Für die Funktionsfähigkeit optischer Systeme ist die Form der optischen Funktionsflächen und ihre Lage zueinander ein entscheidendes Kriterium. Kunststoffoptiken mit kleinem Aperturdurchmesser, die beispielsweise für Kameras von Mobiltelefonen, in Endoskopen oder bei PKW-Sensorik sehr gefragt sind, lassen sich jedoch mit marktüblichen Messverfahren noch nicht ausreichend genau überprüfen.
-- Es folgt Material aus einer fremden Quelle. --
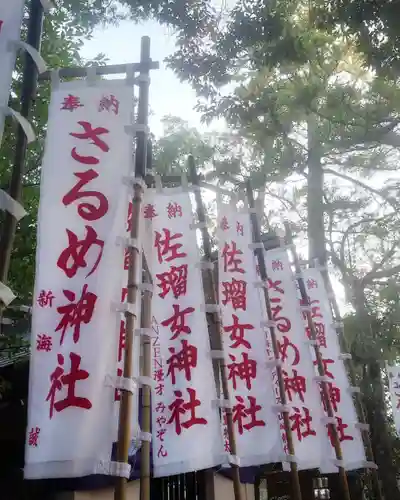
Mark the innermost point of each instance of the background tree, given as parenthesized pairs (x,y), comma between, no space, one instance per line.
(302,95)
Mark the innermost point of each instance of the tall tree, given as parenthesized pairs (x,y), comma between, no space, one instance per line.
(371,24)
(303,96)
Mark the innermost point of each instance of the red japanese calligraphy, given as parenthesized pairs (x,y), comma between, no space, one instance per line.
(158,375)
(159,389)
(340,427)
(224,224)
(294,385)
(283,324)
(109,103)
(74,256)
(235,292)
(311,283)
(184,360)
(174,210)
(162,452)
(91,134)
(302,423)
(245,370)
(174,280)
(122,340)
(160,434)
(277,265)
(74,314)
(70,103)
(319,329)
(284,345)
(274,286)
(164,246)
(149,211)
(60,379)
(176,322)
(325,363)
(179,408)
(44,342)
(160,408)
(245,417)
(230,255)
(334,395)
(237,333)
(315,310)
(87,211)
(129,218)
(45,299)
(239,229)
(33,438)
(117,392)
(161,420)
(127,258)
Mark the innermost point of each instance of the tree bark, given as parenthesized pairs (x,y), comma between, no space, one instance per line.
(315,194)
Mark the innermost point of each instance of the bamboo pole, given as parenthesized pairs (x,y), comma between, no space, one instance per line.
(320,365)
(353,380)
(125,413)
(294,473)
(146,393)
(218,325)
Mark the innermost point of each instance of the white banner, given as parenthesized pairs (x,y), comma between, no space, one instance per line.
(186,425)
(11,14)
(135,429)
(339,389)
(302,391)
(256,424)
(79,271)
(393,373)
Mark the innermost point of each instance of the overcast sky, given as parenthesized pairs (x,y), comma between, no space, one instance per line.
(121,44)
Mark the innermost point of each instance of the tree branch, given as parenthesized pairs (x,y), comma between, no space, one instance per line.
(361,184)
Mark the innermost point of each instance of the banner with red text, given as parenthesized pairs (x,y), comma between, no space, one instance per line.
(135,430)
(256,423)
(302,391)
(11,13)
(79,271)
(186,425)
(339,388)
(393,373)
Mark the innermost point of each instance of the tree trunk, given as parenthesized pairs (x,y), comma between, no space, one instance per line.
(374,403)
(315,195)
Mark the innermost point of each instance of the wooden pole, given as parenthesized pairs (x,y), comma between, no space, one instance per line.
(353,380)
(320,365)
(201,215)
(29,84)
(125,413)
(146,393)
(294,473)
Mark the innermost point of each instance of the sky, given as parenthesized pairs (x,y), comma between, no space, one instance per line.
(168,96)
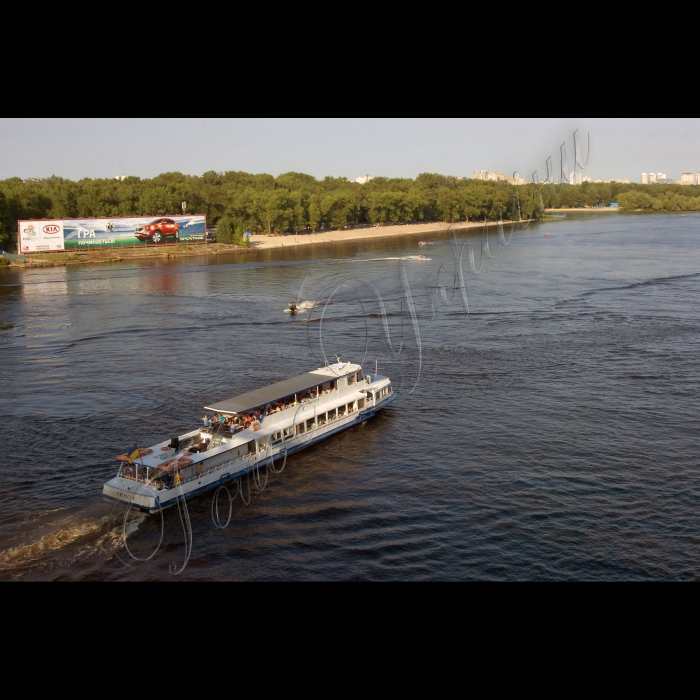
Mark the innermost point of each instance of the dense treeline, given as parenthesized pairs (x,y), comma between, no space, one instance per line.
(254,202)
(301,202)
(631,197)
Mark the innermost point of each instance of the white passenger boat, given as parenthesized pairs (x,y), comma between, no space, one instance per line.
(248,433)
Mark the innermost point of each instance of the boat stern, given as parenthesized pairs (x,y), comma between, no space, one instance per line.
(145,498)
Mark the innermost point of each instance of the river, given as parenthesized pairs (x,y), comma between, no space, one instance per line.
(550,434)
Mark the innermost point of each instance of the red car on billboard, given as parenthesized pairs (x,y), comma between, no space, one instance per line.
(158,231)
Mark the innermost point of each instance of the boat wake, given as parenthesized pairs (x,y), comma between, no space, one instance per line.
(71,531)
(304,306)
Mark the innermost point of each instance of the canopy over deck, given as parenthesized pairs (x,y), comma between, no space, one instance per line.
(281,390)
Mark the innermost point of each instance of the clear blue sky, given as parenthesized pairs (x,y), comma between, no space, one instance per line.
(394,147)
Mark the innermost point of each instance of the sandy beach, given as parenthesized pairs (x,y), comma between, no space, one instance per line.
(257,243)
(265,242)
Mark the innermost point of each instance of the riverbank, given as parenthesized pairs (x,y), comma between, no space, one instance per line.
(582,210)
(267,243)
(111,255)
(257,243)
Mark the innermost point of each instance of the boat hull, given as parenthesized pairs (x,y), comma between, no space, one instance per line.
(149,500)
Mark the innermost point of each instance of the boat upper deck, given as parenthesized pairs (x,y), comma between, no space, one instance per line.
(280,390)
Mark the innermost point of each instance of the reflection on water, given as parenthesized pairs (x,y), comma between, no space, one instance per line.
(553,433)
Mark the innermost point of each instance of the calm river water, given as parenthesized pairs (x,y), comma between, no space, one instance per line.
(551,434)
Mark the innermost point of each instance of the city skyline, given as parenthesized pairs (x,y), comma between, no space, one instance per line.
(343,147)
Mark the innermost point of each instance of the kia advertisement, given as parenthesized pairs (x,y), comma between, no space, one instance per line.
(84,234)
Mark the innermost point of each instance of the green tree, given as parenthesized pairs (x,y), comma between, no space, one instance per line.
(230,230)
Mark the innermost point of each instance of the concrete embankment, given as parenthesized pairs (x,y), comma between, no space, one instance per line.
(124,255)
(289,241)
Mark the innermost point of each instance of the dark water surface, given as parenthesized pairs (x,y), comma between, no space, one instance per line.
(552,434)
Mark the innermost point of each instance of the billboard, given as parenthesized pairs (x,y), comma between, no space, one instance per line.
(84,234)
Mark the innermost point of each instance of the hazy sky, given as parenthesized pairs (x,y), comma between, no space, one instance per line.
(394,147)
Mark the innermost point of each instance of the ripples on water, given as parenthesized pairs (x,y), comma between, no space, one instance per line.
(553,434)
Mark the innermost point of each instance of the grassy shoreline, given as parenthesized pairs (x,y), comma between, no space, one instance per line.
(110,255)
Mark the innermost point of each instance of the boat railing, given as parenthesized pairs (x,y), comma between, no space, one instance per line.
(221,467)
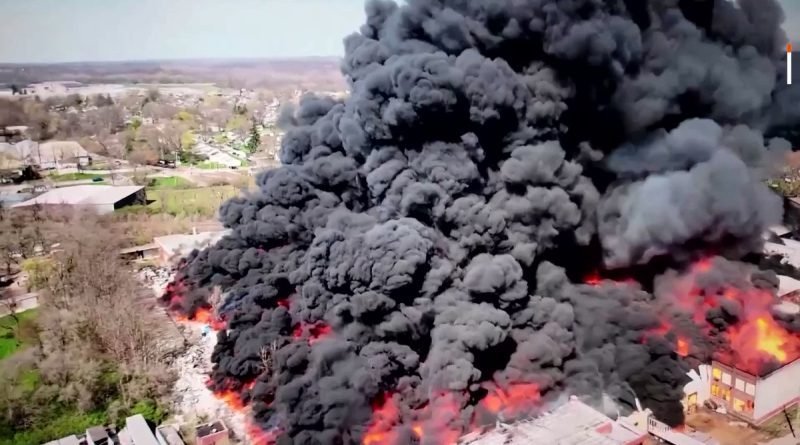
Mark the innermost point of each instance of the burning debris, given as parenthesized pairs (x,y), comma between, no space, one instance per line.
(417,264)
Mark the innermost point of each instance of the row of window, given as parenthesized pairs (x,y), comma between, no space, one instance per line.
(727,379)
(724,393)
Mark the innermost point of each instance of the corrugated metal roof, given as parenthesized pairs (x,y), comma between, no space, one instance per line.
(183,244)
(573,423)
(69,440)
(138,248)
(83,195)
(139,431)
(170,435)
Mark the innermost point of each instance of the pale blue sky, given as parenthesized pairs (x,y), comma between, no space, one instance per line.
(102,30)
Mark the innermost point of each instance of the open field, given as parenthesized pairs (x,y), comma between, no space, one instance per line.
(74,176)
(169,182)
(198,201)
(315,73)
(13,338)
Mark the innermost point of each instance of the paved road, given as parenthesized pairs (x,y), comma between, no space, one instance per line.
(24,303)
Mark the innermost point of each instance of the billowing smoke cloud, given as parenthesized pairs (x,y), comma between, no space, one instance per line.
(424,242)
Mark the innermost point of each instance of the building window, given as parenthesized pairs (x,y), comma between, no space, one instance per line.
(721,391)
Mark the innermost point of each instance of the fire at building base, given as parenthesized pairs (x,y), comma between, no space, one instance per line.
(422,253)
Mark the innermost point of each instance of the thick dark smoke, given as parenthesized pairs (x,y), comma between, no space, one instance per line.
(439,220)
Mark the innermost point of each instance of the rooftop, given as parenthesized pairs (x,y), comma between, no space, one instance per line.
(210,428)
(170,435)
(69,440)
(139,431)
(184,243)
(768,369)
(83,195)
(573,423)
(97,434)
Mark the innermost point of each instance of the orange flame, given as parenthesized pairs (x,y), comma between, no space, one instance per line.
(682,348)
(755,340)
(439,420)
(258,436)
(313,332)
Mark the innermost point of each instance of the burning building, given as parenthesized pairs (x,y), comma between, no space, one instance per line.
(570,423)
(755,398)
(519,200)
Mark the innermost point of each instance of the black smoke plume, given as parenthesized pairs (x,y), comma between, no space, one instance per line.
(437,222)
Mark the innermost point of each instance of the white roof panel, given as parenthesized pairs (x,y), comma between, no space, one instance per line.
(83,195)
(573,423)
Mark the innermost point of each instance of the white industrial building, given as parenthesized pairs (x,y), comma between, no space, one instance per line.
(753,398)
(100,198)
(173,247)
(572,423)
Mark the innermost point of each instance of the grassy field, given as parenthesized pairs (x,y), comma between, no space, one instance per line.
(208,165)
(74,176)
(13,338)
(197,201)
(169,182)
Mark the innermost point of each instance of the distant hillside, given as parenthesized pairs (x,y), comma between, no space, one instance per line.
(311,73)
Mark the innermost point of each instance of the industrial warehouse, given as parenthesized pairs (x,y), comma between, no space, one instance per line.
(99,198)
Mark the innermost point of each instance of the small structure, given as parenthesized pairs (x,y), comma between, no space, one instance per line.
(174,247)
(143,252)
(69,440)
(169,435)
(571,423)
(137,432)
(214,433)
(755,398)
(98,435)
(100,198)
(47,155)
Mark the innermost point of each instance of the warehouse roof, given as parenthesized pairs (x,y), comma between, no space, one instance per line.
(183,244)
(139,431)
(573,423)
(69,440)
(83,195)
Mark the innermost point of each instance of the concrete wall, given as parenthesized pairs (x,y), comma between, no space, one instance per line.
(777,390)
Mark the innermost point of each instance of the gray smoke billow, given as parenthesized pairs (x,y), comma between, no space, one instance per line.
(439,219)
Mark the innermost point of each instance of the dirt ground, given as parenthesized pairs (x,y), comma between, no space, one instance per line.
(726,430)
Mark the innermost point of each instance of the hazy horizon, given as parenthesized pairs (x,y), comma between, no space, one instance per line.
(88,31)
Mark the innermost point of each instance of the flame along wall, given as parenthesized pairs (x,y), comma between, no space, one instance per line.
(755,398)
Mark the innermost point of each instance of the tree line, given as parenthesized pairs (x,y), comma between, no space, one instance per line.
(98,352)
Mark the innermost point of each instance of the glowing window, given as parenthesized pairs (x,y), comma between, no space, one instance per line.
(726,378)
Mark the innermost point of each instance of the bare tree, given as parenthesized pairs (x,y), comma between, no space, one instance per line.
(266,355)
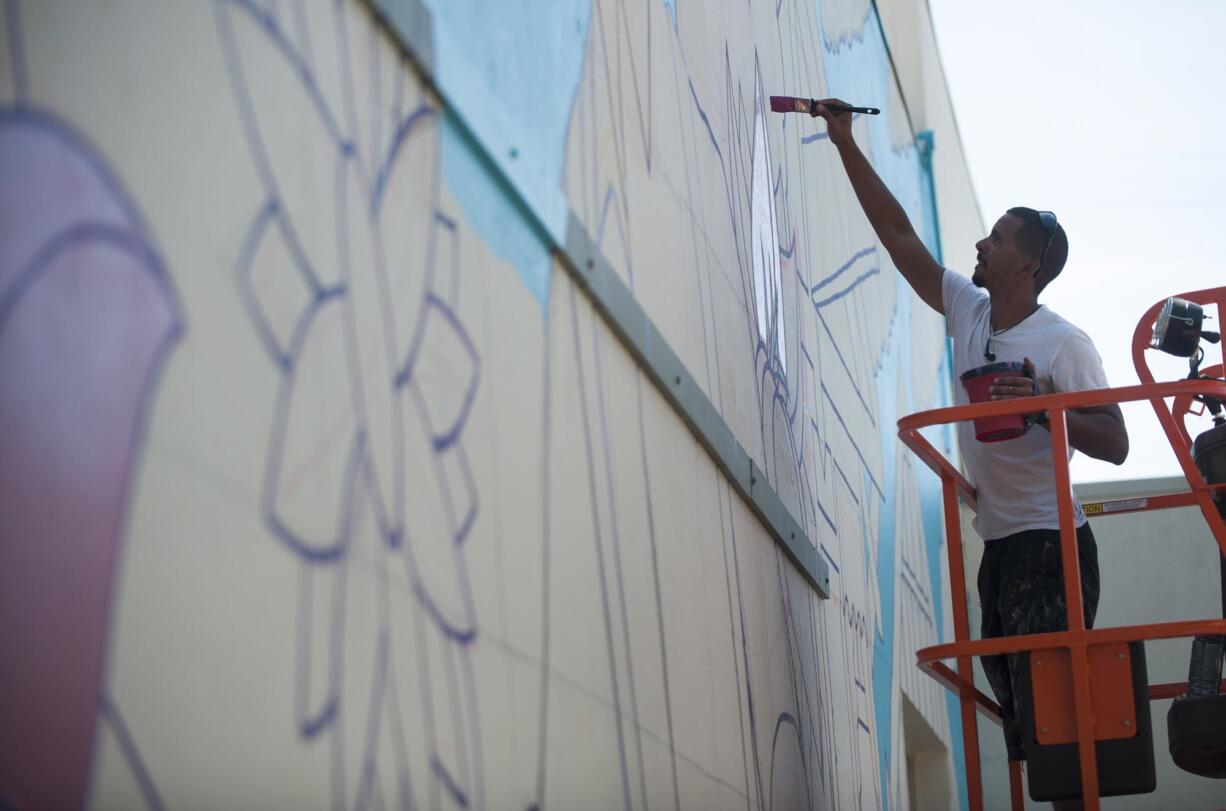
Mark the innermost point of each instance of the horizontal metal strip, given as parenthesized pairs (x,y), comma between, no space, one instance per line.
(410,25)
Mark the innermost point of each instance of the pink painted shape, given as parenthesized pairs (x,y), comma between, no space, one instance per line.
(80,343)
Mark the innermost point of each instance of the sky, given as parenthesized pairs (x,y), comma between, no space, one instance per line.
(1110,114)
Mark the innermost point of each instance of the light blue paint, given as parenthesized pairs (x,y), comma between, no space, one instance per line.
(510,71)
(858,70)
(493,212)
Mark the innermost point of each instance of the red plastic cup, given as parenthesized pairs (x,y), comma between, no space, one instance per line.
(976,381)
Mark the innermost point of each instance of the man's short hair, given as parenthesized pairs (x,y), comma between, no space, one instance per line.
(1032,237)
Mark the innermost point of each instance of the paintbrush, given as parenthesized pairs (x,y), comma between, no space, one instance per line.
(795,104)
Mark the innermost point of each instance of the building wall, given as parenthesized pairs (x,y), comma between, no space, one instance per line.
(325,483)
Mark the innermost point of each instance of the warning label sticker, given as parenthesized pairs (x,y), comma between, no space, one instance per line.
(1121,505)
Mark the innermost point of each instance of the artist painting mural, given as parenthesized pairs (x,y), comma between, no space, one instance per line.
(350,497)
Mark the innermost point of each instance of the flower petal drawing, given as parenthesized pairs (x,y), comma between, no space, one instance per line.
(316,447)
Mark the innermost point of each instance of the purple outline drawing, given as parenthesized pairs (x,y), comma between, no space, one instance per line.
(384,451)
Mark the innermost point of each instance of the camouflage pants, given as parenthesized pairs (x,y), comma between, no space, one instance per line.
(1021,591)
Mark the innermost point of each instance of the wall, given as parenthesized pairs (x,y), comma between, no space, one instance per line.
(325,484)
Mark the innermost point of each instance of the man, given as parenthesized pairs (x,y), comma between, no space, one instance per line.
(1020,581)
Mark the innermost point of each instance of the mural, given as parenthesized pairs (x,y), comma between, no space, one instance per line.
(399,523)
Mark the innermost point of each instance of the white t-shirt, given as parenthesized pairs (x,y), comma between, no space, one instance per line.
(1014,478)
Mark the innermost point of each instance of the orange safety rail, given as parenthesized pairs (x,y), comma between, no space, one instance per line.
(1078,638)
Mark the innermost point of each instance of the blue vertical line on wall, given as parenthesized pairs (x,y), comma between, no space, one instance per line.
(928,483)
(858,67)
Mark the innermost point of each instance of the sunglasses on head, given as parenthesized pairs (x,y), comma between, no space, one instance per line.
(1047,219)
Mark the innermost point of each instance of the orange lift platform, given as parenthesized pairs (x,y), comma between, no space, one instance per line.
(1088,692)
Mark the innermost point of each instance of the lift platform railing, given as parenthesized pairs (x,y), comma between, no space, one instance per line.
(1078,638)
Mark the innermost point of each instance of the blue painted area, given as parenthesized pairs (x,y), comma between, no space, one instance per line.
(510,71)
(858,70)
(887,423)
(492,211)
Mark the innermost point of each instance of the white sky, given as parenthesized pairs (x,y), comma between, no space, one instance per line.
(1113,115)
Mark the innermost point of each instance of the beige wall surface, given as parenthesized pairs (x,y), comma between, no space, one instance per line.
(325,485)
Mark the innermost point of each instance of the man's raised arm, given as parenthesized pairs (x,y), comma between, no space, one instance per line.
(884,213)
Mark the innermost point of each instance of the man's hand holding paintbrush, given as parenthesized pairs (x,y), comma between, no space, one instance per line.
(837,118)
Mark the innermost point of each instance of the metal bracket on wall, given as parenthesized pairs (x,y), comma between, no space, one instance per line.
(410,25)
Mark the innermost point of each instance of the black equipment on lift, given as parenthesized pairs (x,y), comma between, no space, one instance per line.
(1195,724)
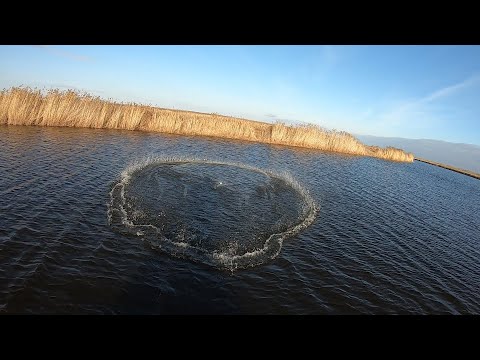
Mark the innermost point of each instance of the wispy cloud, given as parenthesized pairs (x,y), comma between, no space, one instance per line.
(421,112)
(63,53)
(452,89)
Das neue Verfahren vom Fraunhofer-Institut für Produktionstechnologie IPT aus Aachen basiert auf der optischen Köhärenztomografie (OCT) und kann mit nur einer Aufnahme gleichzeitig beide Funktionsflächen einer Optik erfassen. Auf diese Weise lassen sich nicht nur Oberflächen charakterisieren, sondern auch die Zentrierung der Funktionsflächen zueinander kann geprüft werden. Das Verfahren ist außerdem in der Lage, sowohl sphärische und asphärische Linsen als auch Freiformflächen zu charakterisieren.

Herstellern von Sensorik und Bildverarbeitungssystemen bietet die neue Messtechnik eine effiziente und kostengünstige Möglichkeit zur Qualitätssicherung: Da das System Form und Zentrierung beider Funktionsflächen in nur einer Messung ermitteln kann, liefert es in kürzester Zeit ein Ergebnis, das bisher mit keiner anderen optischen Messmethode so schnell und exakt erzielt werden kann. Das Fraunhofer IPT plant nun, das tomografische Verfahren so zu automatisieren, dass eine Inline-Integration in bestehende Optikproduktionslinien möglich wird.